The invariant mass is the parameter $m$ in the relativistic energy momentum equation:

$$ E^2 = p^2c^2 + m^2c^4 $$

This energy $E$ is one component of the four-momentum and the four-momentum is a coordinate independent object. So any observer, moving at any speed in any way, can start with the four-momentum transformed into their coordinates and calculate the invariant mass $m$. And all such observers will end up with the same value for $m$.

Answer 2

For an indivisible particle, probably the simplest operational definition of "mass" in your context is $\sqrt{E^2 - (p c)^2}/c^2$, where $E$ is its energy and $p$ its momentum. Equivalently, the mass of an indivisible particle at rest is $E/c^2$ in that frame.
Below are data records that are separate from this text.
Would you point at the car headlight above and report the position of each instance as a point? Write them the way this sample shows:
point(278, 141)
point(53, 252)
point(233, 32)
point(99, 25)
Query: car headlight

A lump of gold and a proton are not indivisible particles, because their constituent parts can move with respect to each other. (In the case of the lump of gold, this movement comes from the thermal kinetic energy of the individual atoms in the center-of-mass frame. In the case of an atomic nucleus, which is highly quantum-mechanical, talking about the "motion of the quarks" is really an inappropriately classical picture, but it will do for this discussion.) We therefore need to be a little more careful about how we define their mass. There are two reasonable options:

(1) We could define the mass to be the sum of the individual masses of each indivisible constituent piece. Under this definition, the mass of the lump of gold does not depend on its temperature, and the mass of the proton is simply the sum of the rest masses of its three constituent quarks (since gluons are massless) - the "proper mass" you mention above.

(2) Alternatively, we could "lump everything together" (or "coarse-grain") the composite object and give it an effective mass defined to be $E/c^2$, where $E$ is the total energy of the composite object, including the kinetic energy of its constituents. Under this definition, the effective mass of the gold does increase when it's heated, because its constituent atoms gain kinetic energy. And the effective mass of the proton becomes much heavier than the sum of its quark rest masses, because it turns out that the quarks are so relativistic that their kinetic energy dwarfs their rest mass energy.

In practice, the second definition is pretty much always a more useful definition of the "mass" of a composite object. This is because in general relativity, the kinetic energy contribution gravitates, just as much as the rest energy contribution does. Similarly, it's more difficult to push something with a high effective mass than something with a low one, even if their masses are the same under definition (1). So the second definition is more experimentally accessible. Moreover, the first definition raises the question, "where do you stop?" We treated the gold atom as being made up of atoms, but of course those atoms are themselves made up of protons, etc. If we only counted the rest mass of those sub-constituents, the mass (under definition #1) would decrease further. So it's better to treat the kinetic energy of the constituent particles as contributing to the rest mass of the composite object, as counterintuitive as that idea may be.

As for a single particle moving at relativistic speeds, the unambiguous fact is that it gravitates more strongly than an equivalent particle at rest. You can tell two different stories to explain this: (1) only mass gravitates, but the relativistic motion of the particle actually increases its mass, causing the additional gravitation, or (2) mass and kinetic energy both gravitate, so the particles mass has not increased but its new kinetic energy causes the additional gravitation. Both stories result in equivalent equations, so which one you like to tell is largely a matter of taste. Special relativity was originally thought of along the lines of the first story, but now most people find it easier to keep things straight if they tell the second story. As you become more comfortable with special relativity, you'll eventually stop worrying too much about what counts as "mass" and what counts as "energy," and realize that at the end of the day they're really the same thing.